この税金問答は主イエスが、サンヘドリン(最高議会。祭司、神殿貴族、律法学者、ファリサイ派、民の長老などの代表から構成)のメンバーでもあるパリサイ人たちにも話された問いかけです。我々が得るものは本来すべて神に負っていますので、税金は本来神にお返すすべきものですが、それは現実にはできないので国家や神殿に納税します。その納税を国家が正しく使われなければならないのですが、果たしてそうなっているでしょうか?富める者ほど多く納税し、逆に貧しい者はその税金から生きていくのに最低限必要なものが与えられるように、また個人ではできない事を国家が代わって行わなければなりません。同時に本来神のものであるはずの神殿税や民衆が捧げるささげもので生活している神殿貴族たちは、民衆に納税の義務と言うのならば、彼等の神に対する義務も果たさなければなりません。義務には義務で答えなければ、それは収奪に過ぎなくなり、神殿が盗人の巣になっているとは、そういう事を意味します。

ここにパリサイ派とヘロデ派という人々が登場しています。彼らはユダヤ教の宗教教義や定説を信じそれを前提にしている人々です。彼らはイエスに最高のおだて文句を語っていますが「言葉じりを捕らえようとした」とあるように、言葉でもってイエスをやっつけようとしています。この問答の舞台はエルサレムで周囲のユダヤ人たちは確実にローマの直接の支配下にありました(人頭税とは紀元6年にキレニウスがその徴税のために住民登録を行って以来、反ローマ感情の原因となり、66年以降の第一次ユダヤ独立戦争へと続きました)。デナリ貨幣とはアサリオン銅貨の10倍の価値のある銀貨で、中央部にはカイザルの肖像、そしてその周りには「神聖なアウグストゥスの子で自らアウグストゥスたるティベリウス・カエサル」と刻んでありました。
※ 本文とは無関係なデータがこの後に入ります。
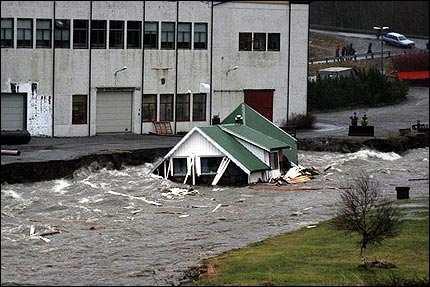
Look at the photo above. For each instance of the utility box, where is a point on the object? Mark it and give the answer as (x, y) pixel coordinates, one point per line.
(336, 72)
イエスはローマ支配という時代の苦しみの中に生きる人々に、神殿の経済搾取構造に対して、神を忘れている宗教指導者達を批判しています。

「神のものを神にささげる」とは、宗教的責務を全うすることではなく、隣人を助けることではないかと問うた先人達がいます。賀川豊彦は贖罪信仰を単に個人的救済の事柄とするのではなく、「贖罪愛の実践」を繰り返し語りました。実践を伴わない「講壇キリスト教」を批判し、教会に愛が無いことをしばしば厳しく指摘しました。またマタイ25章37〜40節のイエスの譬えから、実際は宗教的でなく、反って『非宗教的』と考えられている、弱者貧民を労り、前科者、行き倒れに衣食住を与え、世人の憐れみの目からも漏れたような窮民の為に小さい情をかける。それが本当の意味で宗教的生活と称すべきものであるというのです。他に、近江兄弟社のW.M.ヴォーリズは、神それ自身が神の宮である、各自の日夜住む住宅を完全にする方が、はるかに急務ではあるまいかと問い、ごく平凡と見える、俗物の俗事業と考へられる事に従事するものが、反って神の国の後継となると理解しています。周囲の人々へ愛の働きを仕掛けて行くこと、これが大きな神を発見する糸口であるというのです。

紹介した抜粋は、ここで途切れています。